Als George Lucas begann, seine "Star Wars"-Filme so richtig auszuschlachten - nicht nur im Kino, sondern auch in den Kaufhäusern -, ging er fast kreativer zu Werke als in seinen Drehbüchern. Seit Ende der 70er ergießt sich ein Strom an Fanprodukten über die Welt: vom Federpennal bis zum Faschingskostüm, von der Bürotasse zur Bettdecke, vom Panini-Sammelalbum bis zur Plastikfigur.

Eines hätte sich Lucas aber wohl kaum ausgemalt: Dass eines Tages eine Stargeigerin in diesem Imperium mitmischen würde. Noch dazu eine, die höchstes Ansehen in der Klassikszene genießt. Doch tatsächlich: Anne-Sophie Mutter, Grande Dame der Geige, legt dieser Tage ein Album mit Filmmelodien aus der "Star Wars"-Reihe vor. Da entsendet Yoda, der grüngesichtige Guru der Jedi-Ritter, seine gewohnt sanften Melodiegrüße. Und da erglüht auch das Leitmotiv von Rey, dieser jüngsten Heldin der mittlerweile achtteiligen Filmreihe.
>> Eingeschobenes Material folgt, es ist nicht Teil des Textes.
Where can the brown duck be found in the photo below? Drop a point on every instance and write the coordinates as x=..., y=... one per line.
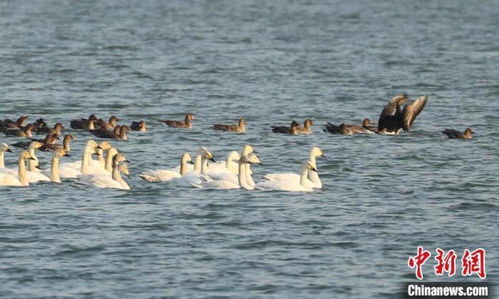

"Across the Stars" heißt das Album, bietet aber nicht nur sternenkriegerische Noten. Die CD schöpft aus dem gesamten Werk von John Williams - jenem Filmmusiker, der zwar nie ohne Anleihen auskam (Erich Wolfgang Korngold, Gustav Holst!), aber zugkräftige, markante Melodien schmiedet. So kann Mutter dann auch atmosphärische Erinnerungen an den Wunderknaben Harry Potter ("Hedwigs Theme") wecken, an "Schindlers Liste" oder an "Die Geisha".
Nur: Warum spielt sie diesmal Blockbuster-Beigaben statt Beethoven? Mutter selbst hat es jüngst in Salzburg erklärt: Weil sie Williams schlicht für ein Genie hält. Ihr Erstbesuch in der "Star Wars"-Galaxie, 1978 in einem Provinzkino, hat sie auch musikalisch elektrisiert. Jahrzehnte später hat ihr Ehemann André Previn dann den Kontakt zum bewunderten Maestro hergestellt. Mutter schrieb ihm so lange inständige und schwere Briefe (befüllt mit deutschem Lebkuchen), bis Williams in eine Zusammenarbeit einwilligte. 2017 führte dies zu einem Violinkonzert ("Markings"), nun schließt sich das Best-of-Album an.
Wer meint, Williams habe dafür nicht zum Komponistenstift gegriffen, irrt aber: Der 87-Jährige lässt die Film-Hits nicht einfach von der Edelgeige aufsagen. Vielmehr hat er seine Stücke zu Violinfantasien umgemodelt. Der Ablauf ist meist derselbe: Umschmiegt von einem Orchester, wird die Melodie erst von der Geige gesungen und danach vom Ensemble wiederholt, während Mutter mit brillantem Zierrat beginnt. Das führt zu durchaus aparten Zwitterwesen aus Kunst- und Leinwandmusik, auch deshalb, weil die Solo-Geige mit delikater Tongebung glänzt und das ihr zugedachte Virtuosenfutter dankbar aufgreift (etwa in "Hedwigs Theme" oder "Donnybrook Fair").
Zwar bleibt ein Wermutstropfen: Wie aller Filmmusik fehlt auch diesen Stücken das gewisse, gehaltvolle Etwas, wenn sie von der Leinwand abgelöst werden. Gediegener und raffinierter haben Kinomelodien aber selten geklungen.